John Gummere was born in Swarthmore, Pennsylvania in 1901. He was educated at the William Penn Charter School (my husband's alma mater), Haverford College, and the University of Pennsylvania, receiving a Ph.D. in Indo-European languages. He devoted his life to education, including a 27-year stint as headmaster of Penn Charter.
A year after his death in 1988, Dr. Gummere's family published "Words &C" (I've had the book for over 20 years and still don't know what "&C" means; I've always read it as "etcetera.") Much of the content came from the column, of the same name, that Dr. Gummere wrote for the Philadelphia Inquirer from 1972-1982.
Here's a short excerpt from the book about a peculiarity in our spoken stress patterns:
Consider the words we use for roads, paths, highways, and routes for vehicles or pedestrians.
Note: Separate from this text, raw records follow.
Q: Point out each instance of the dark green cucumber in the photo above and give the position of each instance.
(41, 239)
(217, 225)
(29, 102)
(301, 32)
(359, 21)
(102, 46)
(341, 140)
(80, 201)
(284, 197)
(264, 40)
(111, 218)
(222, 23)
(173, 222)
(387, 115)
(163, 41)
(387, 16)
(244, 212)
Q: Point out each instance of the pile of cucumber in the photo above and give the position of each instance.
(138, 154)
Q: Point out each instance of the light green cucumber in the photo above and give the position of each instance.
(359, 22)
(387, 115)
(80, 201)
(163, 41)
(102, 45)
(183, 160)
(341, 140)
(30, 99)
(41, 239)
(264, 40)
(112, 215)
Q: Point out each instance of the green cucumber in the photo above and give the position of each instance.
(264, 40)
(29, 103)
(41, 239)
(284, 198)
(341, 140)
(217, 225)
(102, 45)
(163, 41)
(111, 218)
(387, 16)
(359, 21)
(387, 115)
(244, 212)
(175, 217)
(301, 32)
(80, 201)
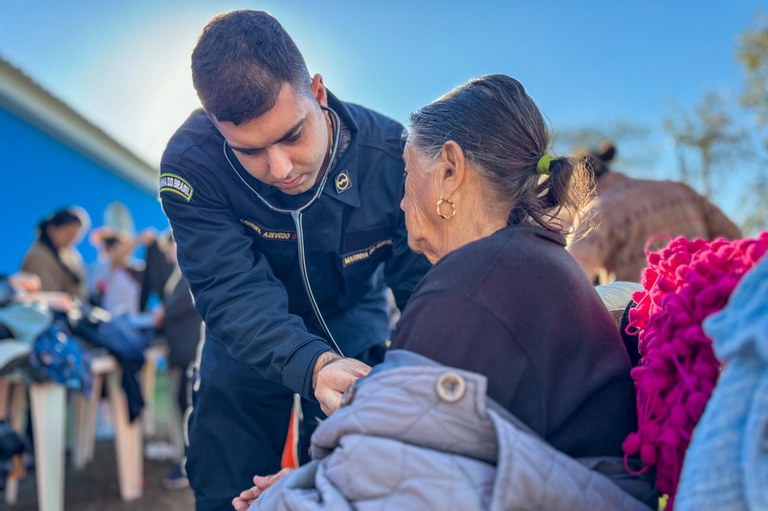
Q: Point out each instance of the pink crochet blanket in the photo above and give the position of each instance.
(682, 285)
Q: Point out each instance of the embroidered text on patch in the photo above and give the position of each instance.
(360, 255)
(270, 235)
(176, 184)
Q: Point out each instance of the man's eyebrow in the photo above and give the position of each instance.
(288, 134)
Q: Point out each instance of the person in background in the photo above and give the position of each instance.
(117, 281)
(629, 216)
(483, 202)
(54, 258)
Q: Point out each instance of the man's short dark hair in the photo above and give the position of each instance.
(241, 62)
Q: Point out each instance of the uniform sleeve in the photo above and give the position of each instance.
(453, 329)
(243, 304)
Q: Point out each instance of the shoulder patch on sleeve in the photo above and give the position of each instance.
(176, 184)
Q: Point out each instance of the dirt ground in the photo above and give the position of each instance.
(95, 488)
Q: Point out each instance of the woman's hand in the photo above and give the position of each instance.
(261, 483)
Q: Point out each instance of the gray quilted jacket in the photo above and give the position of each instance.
(418, 435)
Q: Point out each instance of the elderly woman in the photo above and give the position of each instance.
(503, 300)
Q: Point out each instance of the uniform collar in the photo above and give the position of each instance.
(335, 186)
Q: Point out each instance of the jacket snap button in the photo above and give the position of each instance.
(348, 396)
(450, 387)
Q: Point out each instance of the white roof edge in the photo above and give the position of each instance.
(22, 96)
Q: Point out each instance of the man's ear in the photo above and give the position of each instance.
(452, 169)
(318, 90)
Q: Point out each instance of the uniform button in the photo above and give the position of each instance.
(348, 396)
(450, 387)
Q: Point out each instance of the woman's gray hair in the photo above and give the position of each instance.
(502, 132)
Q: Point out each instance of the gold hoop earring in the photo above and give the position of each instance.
(440, 202)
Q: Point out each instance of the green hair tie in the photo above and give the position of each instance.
(543, 166)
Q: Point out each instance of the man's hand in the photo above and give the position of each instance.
(331, 377)
(261, 483)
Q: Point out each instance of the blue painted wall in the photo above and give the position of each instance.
(39, 174)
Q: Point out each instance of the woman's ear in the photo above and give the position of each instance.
(318, 90)
(452, 168)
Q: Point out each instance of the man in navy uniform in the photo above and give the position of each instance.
(284, 202)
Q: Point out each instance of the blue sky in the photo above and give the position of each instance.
(125, 64)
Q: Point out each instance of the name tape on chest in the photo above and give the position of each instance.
(172, 183)
(361, 255)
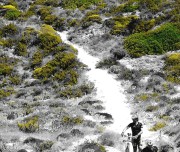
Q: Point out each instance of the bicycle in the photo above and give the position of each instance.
(127, 139)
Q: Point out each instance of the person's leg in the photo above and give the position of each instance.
(134, 143)
(135, 148)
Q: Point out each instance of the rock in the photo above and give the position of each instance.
(32, 140)
(105, 115)
(76, 132)
(88, 147)
(21, 93)
(22, 150)
(63, 136)
(12, 116)
(118, 53)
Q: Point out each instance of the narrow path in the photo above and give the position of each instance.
(109, 90)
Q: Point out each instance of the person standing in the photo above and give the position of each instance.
(136, 128)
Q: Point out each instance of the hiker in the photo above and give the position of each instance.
(136, 128)
(150, 147)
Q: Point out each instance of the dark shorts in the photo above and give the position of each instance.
(136, 142)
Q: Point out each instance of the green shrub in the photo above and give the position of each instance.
(73, 22)
(43, 72)
(144, 26)
(9, 29)
(59, 23)
(158, 126)
(152, 5)
(11, 3)
(44, 11)
(50, 19)
(157, 41)
(106, 63)
(12, 14)
(90, 18)
(20, 49)
(7, 42)
(5, 69)
(151, 108)
(15, 80)
(68, 77)
(72, 120)
(120, 23)
(37, 59)
(48, 41)
(9, 7)
(73, 4)
(45, 145)
(71, 93)
(53, 3)
(6, 92)
(30, 125)
(172, 68)
(48, 38)
(65, 60)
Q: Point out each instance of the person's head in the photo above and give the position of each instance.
(135, 118)
(149, 143)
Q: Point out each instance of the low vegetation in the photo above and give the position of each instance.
(172, 67)
(29, 125)
(158, 41)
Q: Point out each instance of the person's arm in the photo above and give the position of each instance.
(126, 128)
(136, 136)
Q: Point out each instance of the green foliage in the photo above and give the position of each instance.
(9, 7)
(68, 77)
(71, 93)
(9, 29)
(53, 3)
(172, 68)
(106, 63)
(50, 19)
(120, 23)
(30, 125)
(20, 49)
(48, 38)
(11, 3)
(29, 36)
(152, 5)
(36, 59)
(151, 108)
(43, 72)
(157, 41)
(89, 18)
(12, 14)
(6, 92)
(158, 126)
(73, 4)
(6, 42)
(45, 145)
(73, 22)
(44, 11)
(15, 80)
(72, 120)
(5, 69)
(144, 26)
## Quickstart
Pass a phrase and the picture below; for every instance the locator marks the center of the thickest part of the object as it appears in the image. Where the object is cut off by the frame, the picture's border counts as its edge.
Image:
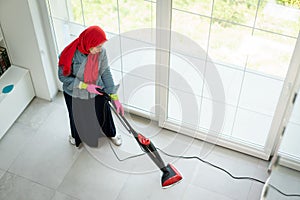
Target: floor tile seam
(22, 149)
(33, 181)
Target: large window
(249, 44)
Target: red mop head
(170, 176)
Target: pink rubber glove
(118, 107)
(92, 89)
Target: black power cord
(213, 165)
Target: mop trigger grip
(104, 94)
(143, 140)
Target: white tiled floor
(37, 162)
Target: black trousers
(89, 119)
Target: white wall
(27, 40)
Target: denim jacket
(71, 82)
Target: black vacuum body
(170, 174)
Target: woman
(83, 68)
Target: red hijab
(90, 37)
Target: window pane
(278, 18)
(192, 26)
(240, 12)
(202, 7)
(227, 43)
(75, 11)
(269, 53)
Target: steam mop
(170, 174)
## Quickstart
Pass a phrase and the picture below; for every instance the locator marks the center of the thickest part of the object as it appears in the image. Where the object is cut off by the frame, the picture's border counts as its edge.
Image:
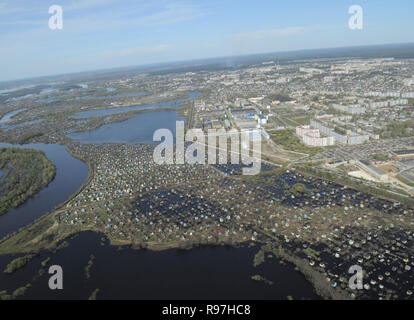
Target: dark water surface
(71, 174)
(201, 273)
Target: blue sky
(100, 34)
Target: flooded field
(201, 273)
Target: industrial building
(372, 170)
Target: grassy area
(289, 141)
(404, 180)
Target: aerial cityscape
(134, 182)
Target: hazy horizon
(217, 59)
(109, 34)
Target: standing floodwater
(71, 173)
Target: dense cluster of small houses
(132, 198)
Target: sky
(102, 34)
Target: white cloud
(270, 33)
(136, 51)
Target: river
(202, 273)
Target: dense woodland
(25, 172)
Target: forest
(25, 172)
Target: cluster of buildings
(312, 137)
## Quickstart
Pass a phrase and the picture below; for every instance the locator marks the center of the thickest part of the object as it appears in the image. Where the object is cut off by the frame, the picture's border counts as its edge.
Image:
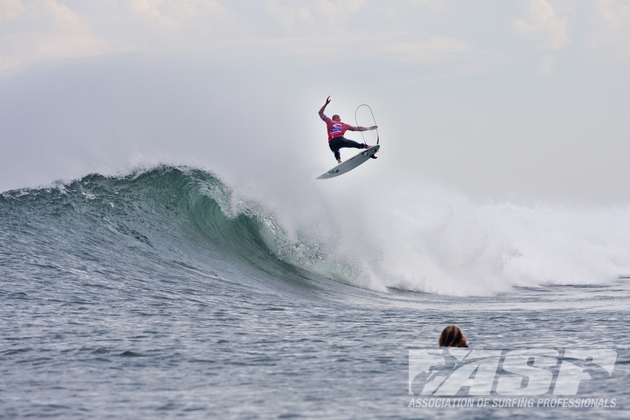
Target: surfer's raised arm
(321, 111)
(374, 127)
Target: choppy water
(162, 294)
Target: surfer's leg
(336, 144)
(353, 144)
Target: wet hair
(452, 337)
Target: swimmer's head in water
(452, 337)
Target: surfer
(336, 129)
(452, 337)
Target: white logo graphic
(448, 372)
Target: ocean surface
(166, 293)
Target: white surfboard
(351, 163)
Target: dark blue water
(157, 295)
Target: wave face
(411, 238)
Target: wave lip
(423, 240)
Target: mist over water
(168, 251)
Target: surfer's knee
(452, 336)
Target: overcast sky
(520, 100)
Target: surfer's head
(452, 337)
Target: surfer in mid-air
(336, 130)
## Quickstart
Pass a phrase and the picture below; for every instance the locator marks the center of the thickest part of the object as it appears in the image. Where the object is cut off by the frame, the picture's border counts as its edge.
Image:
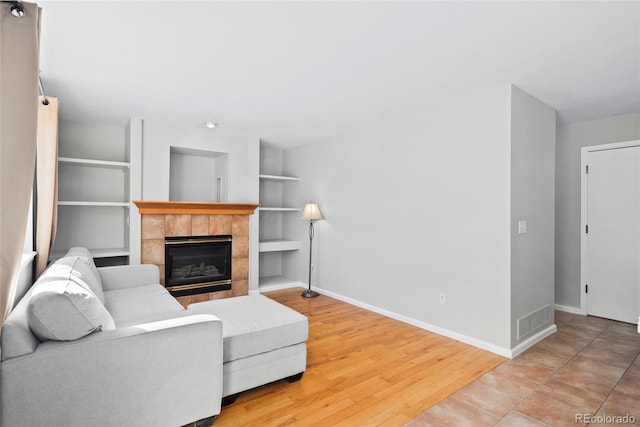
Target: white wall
(570, 139)
(533, 141)
(243, 168)
(415, 207)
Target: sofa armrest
(164, 373)
(126, 276)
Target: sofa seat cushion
(254, 324)
(63, 307)
(141, 304)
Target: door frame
(584, 152)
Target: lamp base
(309, 294)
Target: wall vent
(533, 321)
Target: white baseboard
(520, 348)
(501, 351)
(268, 288)
(569, 309)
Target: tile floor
(589, 368)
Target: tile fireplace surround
(162, 219)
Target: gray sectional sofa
(110, 346)
(107, 347)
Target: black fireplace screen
(197, 264)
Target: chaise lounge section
(107, 347)
(111, 347)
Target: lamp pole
(309, 293)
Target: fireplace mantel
(195, 208)
(161, 220)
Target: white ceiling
(295, 72)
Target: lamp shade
(311, 212)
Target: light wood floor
(363, 369)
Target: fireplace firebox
(197, 264)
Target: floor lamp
(312, 213)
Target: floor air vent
(533, 321)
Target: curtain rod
(45, 101)
(16, 9)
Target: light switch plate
(522, 227)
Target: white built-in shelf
(92, 162)
(274, 209)
(278, 245)
(276, 282)
(279, 178)
(83, 203)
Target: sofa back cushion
(62, 305)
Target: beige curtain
(46, 180)
(19, 47)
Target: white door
(613, 235)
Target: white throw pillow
(65, 308)
(88, 259)
(84, 269)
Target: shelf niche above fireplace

If the name happens to be "street," we put our stress accent on its modifier, MAIN Street; otherwise the stress is on the names of the road or route: We say Fifth AV-enue, and Forty-SEC-ond Street. It is Kennedy BOULevard, Long LANE, Winding WAY, River ROAD.
Dr. Gummere goes on to say that what may look like a conflict is "Street Road"; however the rule applies, as we say Street ROAD.
There is no reason for this; it just is. I have conveyed this to many people; while most were not as fascinated by it as I am, they all tried it out and found it to hold true.